Seth grew up listening to WNEW-FM in New York City. The Beatles, Hendrix, the Jefferson Airplane, the Doors, the Who, the Rolling Stones. Then one day, his sister's college DJ boyfriend took them to the WNEW Christmas concert at what was then called Philharmonic Hall. It was December 1972, he was 12 years old, and it was his first concert. It was Genesis. Peter Gabriel wearing giant papier mache masks, Steve Hackett with his incredible guitar tones, and Tony Banks blasting the hall with Arp synthesizers and his thundering Hammond organ. For Seth, those sounds were a mind-blowing revelation. After that came Rick Wakeman and Yes, and on that fine day when he was holding the record covers for both Fragile and The Six Wives of Henry VIII and realized that the keyboard player on both was the same person, Seth's course was set. Then, still on WNEW, there was Allison Steele, the nightbird. Throughout his teenage years, Seth would keep the radio on late at night at low volumes so he wouldn't get caught, all so he could be introduced to Edgar Winter's Frankenstein, Synergy, and finally, to Tangerine Dream. In the late 1980s, with money he was awarded from a car accident he was involved in when he was 10, Seth bought his first synthesizer: a Minimoog Model D (which he still has).

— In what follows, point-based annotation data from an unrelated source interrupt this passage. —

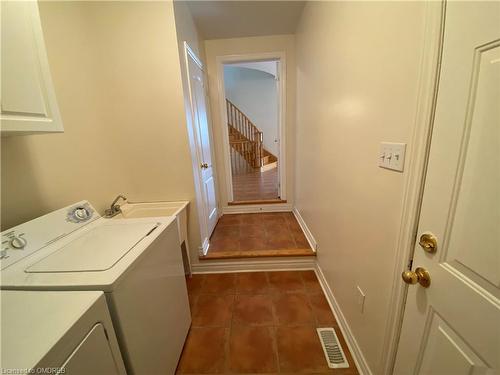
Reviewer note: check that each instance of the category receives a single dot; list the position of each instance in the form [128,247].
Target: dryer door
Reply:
[92,356]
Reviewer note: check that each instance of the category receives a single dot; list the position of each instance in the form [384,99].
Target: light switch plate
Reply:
[392,156]
[361,299]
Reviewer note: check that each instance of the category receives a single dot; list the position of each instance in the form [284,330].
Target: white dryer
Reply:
[137,263]
[58,332]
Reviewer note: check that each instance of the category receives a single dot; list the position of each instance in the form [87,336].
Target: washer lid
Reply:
[98,249]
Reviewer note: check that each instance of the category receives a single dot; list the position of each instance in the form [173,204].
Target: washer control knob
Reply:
[18,242]
[81,213]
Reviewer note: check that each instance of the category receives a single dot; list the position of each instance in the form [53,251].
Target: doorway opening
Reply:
[252,93]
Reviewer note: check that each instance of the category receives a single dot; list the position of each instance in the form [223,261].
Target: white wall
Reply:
[357,78]
[116,72]
[255,93]
[235,46]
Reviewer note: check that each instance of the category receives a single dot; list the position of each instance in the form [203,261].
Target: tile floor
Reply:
[255,185]
[264,234]
[258,323]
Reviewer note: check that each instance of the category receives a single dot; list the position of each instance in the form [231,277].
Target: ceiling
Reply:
[235,19]
[269,67]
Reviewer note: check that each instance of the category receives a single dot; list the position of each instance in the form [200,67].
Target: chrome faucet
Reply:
[115,207]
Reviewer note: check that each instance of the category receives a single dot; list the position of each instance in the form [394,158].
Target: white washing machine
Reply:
[58,332]
[135,262]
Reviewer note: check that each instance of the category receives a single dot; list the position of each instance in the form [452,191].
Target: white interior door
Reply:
[202,144]
[453,326]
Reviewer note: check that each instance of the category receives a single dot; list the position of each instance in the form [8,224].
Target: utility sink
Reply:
[152,209]
[130,210]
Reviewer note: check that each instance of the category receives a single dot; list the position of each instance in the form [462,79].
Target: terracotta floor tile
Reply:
[204,351]
[311,282]
[251,350]
[301,240]
[322,311]
[281,242]
[213,310]
[275,229]
[253,243]
[293,309]
[247,219]
[194,283]
[224,244]
[228,231]
[222,283]
[252,230]
[252,283]
[273,219]
[253,310]
[299,350]
[192,302]
[233,219]
[238,234]
[285,281]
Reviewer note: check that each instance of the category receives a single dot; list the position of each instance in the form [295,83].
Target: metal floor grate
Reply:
[331,346]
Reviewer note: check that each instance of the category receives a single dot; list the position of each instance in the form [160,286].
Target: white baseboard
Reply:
[254,208]
[354,348]
[203,249]
[305,229]
[290,264]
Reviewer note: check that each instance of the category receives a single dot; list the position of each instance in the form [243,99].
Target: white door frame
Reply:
[415,176]
[224,59]
[195,155]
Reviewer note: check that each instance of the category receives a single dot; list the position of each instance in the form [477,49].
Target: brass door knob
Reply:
[420,276]
[428,242]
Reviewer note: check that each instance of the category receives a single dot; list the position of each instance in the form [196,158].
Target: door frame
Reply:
[195,155]
[252,57]
[420,142]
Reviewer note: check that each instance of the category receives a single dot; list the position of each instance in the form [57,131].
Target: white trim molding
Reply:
[287,264]
[305,229]
[222,121]
[194,150]
[354,348]
[254,208]
[415,176]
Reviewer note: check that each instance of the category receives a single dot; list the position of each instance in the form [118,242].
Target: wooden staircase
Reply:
[246,143]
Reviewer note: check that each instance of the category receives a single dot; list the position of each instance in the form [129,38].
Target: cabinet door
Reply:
[28,101]
[92,356]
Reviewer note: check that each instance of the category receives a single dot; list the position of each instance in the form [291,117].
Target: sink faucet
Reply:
[115,207]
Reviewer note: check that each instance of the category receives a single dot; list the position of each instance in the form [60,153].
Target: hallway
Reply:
[258,322]
[258,235]
[255,185]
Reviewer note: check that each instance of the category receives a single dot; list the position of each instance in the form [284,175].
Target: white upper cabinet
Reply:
[28,100]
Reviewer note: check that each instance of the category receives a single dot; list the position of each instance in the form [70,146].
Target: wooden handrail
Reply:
[247,138]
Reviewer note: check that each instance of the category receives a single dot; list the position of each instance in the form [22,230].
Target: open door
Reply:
[451,322]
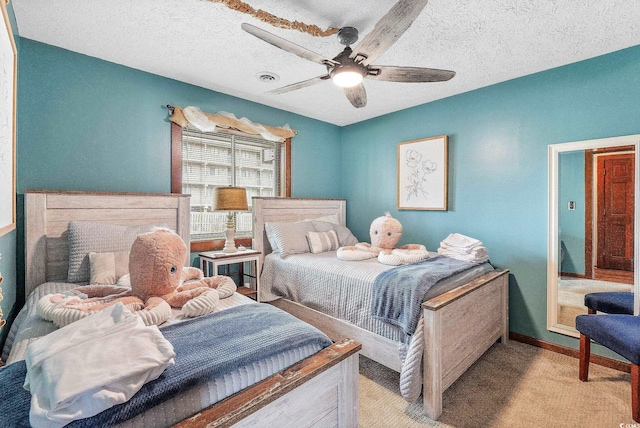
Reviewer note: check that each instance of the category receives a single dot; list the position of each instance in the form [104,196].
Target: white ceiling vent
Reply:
[267,77]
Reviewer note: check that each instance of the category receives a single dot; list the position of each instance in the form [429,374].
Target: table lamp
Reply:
[230,199]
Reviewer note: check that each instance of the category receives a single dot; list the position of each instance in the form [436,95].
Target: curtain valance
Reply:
[207,122]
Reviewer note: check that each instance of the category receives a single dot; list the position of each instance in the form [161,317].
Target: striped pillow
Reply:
[320,242]
[288,238]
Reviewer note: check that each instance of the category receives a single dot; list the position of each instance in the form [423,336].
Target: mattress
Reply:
[28,327]
[342,289]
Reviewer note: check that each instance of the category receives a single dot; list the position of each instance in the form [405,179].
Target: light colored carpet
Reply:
[513,385]
[571,293]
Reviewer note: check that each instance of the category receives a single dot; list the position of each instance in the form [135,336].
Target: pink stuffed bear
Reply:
[385,232]
[159,281]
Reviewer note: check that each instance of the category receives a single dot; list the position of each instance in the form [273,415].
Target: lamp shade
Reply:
[230,199]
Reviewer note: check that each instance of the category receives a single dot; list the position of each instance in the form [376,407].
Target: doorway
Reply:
[609,219]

That was just about the time that Seth was introduced to drummer E. Doctor Smith, and the two have been making music ever since. From that first jam session in the 8th Avenue music building in New York City, to Washington DC recordings for theaters, to recording during rare DC blizzards, to playing and recording in the woods in upstate New York, to gigs and modern digital recording in San Francisco, Seth and "the Doc" have been playing all sorts of music for quite some time. Seth has also played in other bands, such as Bangtime with Doc and Chapman stick player Steve Ellison. He also played for many years with Everest, a band he formed with guitarist Steven Britt. Seth and Steven met in college at the NYU radio station where both were DJing. The introductions went as follows: "Oh, have you met the -other- Todd Rundgren fan?"

Nowadays, though, Seth is working with E. Doctor Smith on their K2 project. Somewhere between electronic, ambient, and rock and roll, K2 is two guys and a whole pile of electronics making music that is filled with shimmering textures but at the same time has rhythm as well.